Romney’s genteel locution that he’s not “a big fan of the president’s policies” constitutes a backhand where a punch to the bridge of the nose would be apropos. His attribution of those poisonous policies to “mistakes and errors” is naive approaching infantile.

President Obama does not make policy mistakes.

The 2012 election is over and, as he promised to Dmitry Medvedev, Obama has “more flexibility.” These were words of comfort which Dmitry intuitively understood and transmitted to Vladimir, who then waited and watched as the election-night returns rolled in. Putin has not been disappointed.

Obama’s first foreign speech, in Egypt, elevated a savage ideology and extended the hand of fellowship to people who sever hands, and heads.

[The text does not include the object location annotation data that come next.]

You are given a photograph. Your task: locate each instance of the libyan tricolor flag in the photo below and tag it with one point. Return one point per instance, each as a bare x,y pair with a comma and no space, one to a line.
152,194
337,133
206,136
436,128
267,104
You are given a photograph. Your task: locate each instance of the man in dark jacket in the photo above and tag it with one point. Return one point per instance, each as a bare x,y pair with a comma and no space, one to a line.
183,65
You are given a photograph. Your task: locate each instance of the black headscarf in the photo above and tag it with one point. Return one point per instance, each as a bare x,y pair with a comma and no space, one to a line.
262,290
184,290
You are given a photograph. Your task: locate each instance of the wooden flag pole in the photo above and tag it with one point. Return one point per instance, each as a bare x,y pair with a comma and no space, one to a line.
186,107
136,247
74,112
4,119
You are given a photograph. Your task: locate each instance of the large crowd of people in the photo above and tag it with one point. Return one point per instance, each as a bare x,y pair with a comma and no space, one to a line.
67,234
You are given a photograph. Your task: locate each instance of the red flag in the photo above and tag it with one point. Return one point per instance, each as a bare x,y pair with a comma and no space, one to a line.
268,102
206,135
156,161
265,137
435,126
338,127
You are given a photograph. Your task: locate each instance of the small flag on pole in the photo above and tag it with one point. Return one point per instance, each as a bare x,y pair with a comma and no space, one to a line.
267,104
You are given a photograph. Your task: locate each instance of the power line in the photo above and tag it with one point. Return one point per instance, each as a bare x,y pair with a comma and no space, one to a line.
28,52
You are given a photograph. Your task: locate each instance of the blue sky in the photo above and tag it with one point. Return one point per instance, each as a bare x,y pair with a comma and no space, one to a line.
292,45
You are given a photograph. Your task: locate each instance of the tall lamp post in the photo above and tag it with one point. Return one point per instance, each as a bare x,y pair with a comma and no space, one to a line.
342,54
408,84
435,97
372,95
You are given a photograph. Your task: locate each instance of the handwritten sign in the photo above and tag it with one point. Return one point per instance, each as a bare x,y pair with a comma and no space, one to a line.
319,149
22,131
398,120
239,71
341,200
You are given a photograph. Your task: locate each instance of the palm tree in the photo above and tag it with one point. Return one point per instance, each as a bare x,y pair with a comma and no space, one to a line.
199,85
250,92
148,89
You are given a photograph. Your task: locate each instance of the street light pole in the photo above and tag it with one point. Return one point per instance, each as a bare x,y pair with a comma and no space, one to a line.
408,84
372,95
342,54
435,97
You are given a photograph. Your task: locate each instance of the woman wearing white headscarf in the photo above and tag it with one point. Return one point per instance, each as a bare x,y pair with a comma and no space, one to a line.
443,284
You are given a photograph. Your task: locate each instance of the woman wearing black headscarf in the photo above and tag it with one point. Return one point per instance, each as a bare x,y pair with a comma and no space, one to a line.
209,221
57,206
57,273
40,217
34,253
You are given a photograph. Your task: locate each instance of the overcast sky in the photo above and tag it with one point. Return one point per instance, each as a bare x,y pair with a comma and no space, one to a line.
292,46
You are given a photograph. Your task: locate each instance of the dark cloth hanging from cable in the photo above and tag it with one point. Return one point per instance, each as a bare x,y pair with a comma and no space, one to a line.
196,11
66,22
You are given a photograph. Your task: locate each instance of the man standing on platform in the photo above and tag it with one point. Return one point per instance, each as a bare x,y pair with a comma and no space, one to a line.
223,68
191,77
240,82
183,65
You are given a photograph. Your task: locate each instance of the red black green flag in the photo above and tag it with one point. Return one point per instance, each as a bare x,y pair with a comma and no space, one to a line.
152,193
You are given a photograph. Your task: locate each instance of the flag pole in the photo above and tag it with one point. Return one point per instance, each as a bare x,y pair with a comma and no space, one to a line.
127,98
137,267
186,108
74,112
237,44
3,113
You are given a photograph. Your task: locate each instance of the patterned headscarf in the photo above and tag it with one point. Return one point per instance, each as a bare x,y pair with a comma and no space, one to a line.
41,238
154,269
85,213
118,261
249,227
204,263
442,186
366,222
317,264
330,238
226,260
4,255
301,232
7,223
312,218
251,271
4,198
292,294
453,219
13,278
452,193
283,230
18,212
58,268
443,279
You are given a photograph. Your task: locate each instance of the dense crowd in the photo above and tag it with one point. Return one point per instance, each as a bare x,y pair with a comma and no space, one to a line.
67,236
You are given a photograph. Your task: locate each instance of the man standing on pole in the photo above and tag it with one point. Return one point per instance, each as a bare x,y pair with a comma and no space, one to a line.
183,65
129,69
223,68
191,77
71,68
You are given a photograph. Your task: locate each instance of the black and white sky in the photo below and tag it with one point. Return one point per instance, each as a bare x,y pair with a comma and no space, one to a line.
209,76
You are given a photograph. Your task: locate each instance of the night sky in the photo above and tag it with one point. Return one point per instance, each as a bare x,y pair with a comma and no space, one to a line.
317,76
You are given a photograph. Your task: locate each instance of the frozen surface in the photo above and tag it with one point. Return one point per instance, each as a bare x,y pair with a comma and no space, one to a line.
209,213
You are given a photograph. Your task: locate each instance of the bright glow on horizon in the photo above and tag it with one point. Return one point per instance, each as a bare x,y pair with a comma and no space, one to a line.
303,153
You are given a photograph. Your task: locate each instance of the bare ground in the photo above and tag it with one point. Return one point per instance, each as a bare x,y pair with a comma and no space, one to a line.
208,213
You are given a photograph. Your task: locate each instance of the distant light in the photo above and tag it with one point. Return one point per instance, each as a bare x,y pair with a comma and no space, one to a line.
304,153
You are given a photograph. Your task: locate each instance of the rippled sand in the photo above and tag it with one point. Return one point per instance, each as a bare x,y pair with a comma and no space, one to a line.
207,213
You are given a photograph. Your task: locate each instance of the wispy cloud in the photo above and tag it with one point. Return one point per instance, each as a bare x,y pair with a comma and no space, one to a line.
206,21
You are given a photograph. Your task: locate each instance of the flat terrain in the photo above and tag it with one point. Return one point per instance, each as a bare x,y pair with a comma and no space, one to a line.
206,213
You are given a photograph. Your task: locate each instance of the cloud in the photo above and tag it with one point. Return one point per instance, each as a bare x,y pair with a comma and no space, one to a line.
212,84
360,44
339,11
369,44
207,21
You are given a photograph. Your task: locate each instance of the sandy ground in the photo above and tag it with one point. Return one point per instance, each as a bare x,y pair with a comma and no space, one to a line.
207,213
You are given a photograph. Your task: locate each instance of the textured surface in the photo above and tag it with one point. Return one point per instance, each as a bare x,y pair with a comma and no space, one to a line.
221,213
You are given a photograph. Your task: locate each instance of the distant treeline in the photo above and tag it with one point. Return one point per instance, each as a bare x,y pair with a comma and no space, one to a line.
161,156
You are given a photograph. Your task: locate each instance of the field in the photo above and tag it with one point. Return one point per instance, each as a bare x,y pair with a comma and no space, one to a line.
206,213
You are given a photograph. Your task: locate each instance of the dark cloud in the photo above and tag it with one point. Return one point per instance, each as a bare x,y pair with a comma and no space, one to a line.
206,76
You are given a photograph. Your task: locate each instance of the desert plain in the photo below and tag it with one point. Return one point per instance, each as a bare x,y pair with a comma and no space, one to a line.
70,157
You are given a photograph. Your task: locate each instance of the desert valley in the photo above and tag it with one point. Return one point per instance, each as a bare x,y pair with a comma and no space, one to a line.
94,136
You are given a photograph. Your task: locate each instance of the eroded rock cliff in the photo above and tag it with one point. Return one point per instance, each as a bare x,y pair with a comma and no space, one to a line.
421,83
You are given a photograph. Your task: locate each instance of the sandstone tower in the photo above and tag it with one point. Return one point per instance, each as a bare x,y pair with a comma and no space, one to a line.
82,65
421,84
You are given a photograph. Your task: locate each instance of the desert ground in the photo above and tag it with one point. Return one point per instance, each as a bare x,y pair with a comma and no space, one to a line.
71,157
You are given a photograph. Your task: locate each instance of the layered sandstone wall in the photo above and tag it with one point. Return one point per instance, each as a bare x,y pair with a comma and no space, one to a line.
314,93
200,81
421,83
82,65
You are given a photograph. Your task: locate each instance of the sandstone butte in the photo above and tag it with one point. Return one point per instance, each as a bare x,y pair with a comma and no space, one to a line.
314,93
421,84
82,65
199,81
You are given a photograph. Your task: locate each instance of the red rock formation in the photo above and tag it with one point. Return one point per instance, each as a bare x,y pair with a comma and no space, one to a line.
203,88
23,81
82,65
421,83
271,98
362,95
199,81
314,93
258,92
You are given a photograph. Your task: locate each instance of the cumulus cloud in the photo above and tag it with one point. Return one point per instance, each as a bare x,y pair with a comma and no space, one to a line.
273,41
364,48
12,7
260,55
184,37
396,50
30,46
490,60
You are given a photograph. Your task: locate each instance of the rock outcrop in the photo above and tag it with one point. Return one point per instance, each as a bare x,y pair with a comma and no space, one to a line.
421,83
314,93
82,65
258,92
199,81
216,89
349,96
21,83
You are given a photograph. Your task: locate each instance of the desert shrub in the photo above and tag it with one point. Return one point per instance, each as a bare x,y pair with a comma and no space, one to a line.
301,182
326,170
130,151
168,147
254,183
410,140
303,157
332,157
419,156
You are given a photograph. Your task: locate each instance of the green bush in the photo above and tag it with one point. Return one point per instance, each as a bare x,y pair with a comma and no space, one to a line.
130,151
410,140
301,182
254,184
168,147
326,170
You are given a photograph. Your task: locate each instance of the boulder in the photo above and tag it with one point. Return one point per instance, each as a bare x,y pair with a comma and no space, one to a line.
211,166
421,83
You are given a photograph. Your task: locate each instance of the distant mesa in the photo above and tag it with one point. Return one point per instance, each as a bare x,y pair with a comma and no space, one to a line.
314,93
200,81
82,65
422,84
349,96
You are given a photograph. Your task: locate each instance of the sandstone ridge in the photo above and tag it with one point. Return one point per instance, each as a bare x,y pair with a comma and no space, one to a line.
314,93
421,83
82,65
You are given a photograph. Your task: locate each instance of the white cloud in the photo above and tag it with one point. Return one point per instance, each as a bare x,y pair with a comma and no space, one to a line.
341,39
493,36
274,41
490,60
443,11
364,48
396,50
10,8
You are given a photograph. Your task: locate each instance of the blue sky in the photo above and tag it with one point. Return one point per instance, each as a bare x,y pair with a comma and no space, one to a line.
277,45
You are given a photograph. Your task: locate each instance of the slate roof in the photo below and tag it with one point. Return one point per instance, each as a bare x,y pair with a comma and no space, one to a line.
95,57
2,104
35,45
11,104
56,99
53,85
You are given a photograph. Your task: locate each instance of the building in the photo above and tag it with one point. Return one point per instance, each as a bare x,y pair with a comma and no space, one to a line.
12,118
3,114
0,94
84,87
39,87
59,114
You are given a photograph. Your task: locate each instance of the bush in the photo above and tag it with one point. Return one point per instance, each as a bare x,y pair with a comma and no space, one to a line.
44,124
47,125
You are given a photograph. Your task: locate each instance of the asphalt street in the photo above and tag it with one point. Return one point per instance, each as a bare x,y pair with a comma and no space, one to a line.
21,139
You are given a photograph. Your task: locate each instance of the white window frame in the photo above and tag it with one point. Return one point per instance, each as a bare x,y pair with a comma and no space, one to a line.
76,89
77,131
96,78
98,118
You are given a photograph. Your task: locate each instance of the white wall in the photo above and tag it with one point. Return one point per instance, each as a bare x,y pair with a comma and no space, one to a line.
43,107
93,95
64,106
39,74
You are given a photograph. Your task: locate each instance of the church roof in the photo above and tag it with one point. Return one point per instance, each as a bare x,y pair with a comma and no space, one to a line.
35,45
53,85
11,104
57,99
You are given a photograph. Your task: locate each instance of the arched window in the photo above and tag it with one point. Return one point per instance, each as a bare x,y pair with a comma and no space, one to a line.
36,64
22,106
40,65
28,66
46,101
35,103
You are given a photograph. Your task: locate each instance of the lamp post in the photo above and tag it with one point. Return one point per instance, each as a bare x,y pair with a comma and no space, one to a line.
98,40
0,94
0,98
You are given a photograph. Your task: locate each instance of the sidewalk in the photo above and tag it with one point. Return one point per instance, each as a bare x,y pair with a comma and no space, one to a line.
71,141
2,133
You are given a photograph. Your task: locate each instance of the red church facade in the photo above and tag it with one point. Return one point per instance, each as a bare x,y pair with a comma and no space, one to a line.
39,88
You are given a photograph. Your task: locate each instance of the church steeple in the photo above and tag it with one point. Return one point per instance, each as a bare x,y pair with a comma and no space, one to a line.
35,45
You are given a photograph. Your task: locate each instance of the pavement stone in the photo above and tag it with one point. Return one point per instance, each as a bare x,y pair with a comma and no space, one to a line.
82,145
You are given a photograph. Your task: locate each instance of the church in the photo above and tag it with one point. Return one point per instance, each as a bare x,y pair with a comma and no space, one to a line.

Now, ISIS rules an expanding caliphate in a U.S.-abandoned Iraq, Assad erases red lines with impunity, a U.S. major general and many others fall slain for a mission with no motive beyond a deadline for withdrawal from Afghanistan, and Israel shows itself out the servants’ entrance of the White House, stranded by President Scold.

Obama’s energy policy — a clusterdoggle of crony handouts and boot-on-the-neck regulations — is proceeding with effectiveness beyond Emperor Palpatine’s dreams.

Obamacare, which is Phase II of nationalized healthcare, has succeeded in forcing the responsible people to subsidize the others, in forcing companies to cancel policies and in forcing doctors into retirement. The clumsy roll-out looks like an error only if you posit goodwill on the part of the president. Barack Obama understands that freedom-loving Americans would not leap into universal, government-run, healthcare in a single bound.

First, cause the crisis, then offer the solution. Nothing goes to waste.

Democrats thrilled at the long-awaited rise of such a charismatic standard-bearer, but their ardor has cooled as even top Democrats find the man aloof, disengaged, and focused on his own leisure rather than on their perceived common cause. Their voter database and field force are now his. Organizing for Action (née Obama for America) can declare: “All your base are belong to us.”

President Obama does not make policy mistakes.

Any GOP presidential hopeful who fails to grasp this fundamental fact — gracious though he may be — is unworthy of the mantle of nominee.